Chomsky sees the use of ChatGPT as “basically high-tech plagiarism” and “a way of avoiding learning”. It exhibits something like the triviality of deception: plagiarism, apathy, and obviation. It either over-generates (producing both truths and falsehoods, endorsing ethical and unethical decisions alike) or under-generates (exhibiting noncommitment to any decisions and indifference to consequences).
Given the amorality, faux science, and linguistic incompetence of these systems, we can only laugh or cry at their popularity.
Ethics
If you ask ChatGPT a question about its own leading role in a technological revolution, the first part of its answer is fairly unimpressive: “It’s underway and expected to have a significant impact on many sectors”. However, it goes on to say, “Its potential is enormous, but also raises ethical concerns.” That’s the feeling shared by most of us.
ChatGPT tends to answer requests based on its text sources – datasets with internet content, including webpages, books, essays, and other publicly available text sources – without credits or reference to the sources of this information. This raises huge Copyright concerns, particularly in light of ChatGPT’s widespread usage in academic and content creation sectors.
The critical question is, then, who owns the intellectual property of this language AI content? Is LLM guilty of Copyright infringement? Can one sue ChatGPT? Are users culpable in the case of content crafted out of machine learning?
Conclusion
AI language tools like ChatGPT, based on large language models that are fed vast amounts of data taken from the internet, have become increasingly popular in recent years, with applications ranging from chatbots to content generation.

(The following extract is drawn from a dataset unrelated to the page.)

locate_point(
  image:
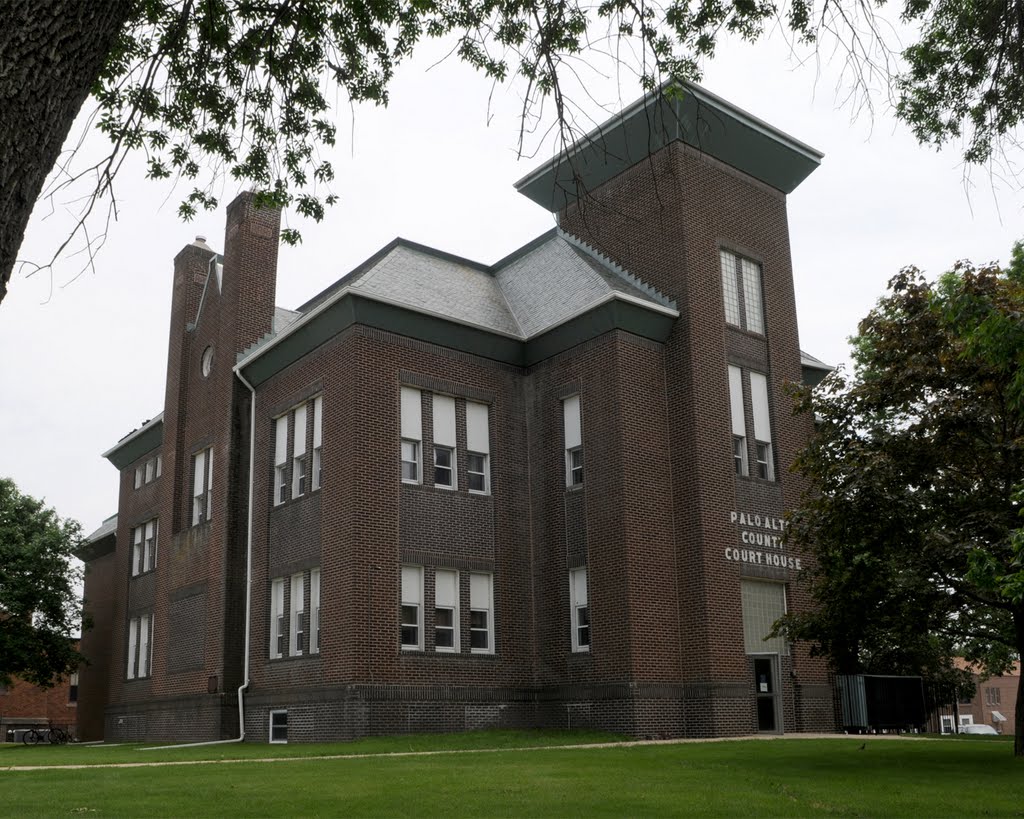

However, many of these products have barely been tested before their release into society, and they lack complete regulation.
There are several legal and ethical implications as well as other philosophical questions that will arise as time passes. Hence, setting up AI consumer protection laws and AI regulators as watchdogs responsible for its oversight is crucial to protect users and societies from AI-based potential breaches of algorithm data. As for now, it is too early to identify all the legal and ethical implications contained in the AI tool, as more issues will only emerge with use and time.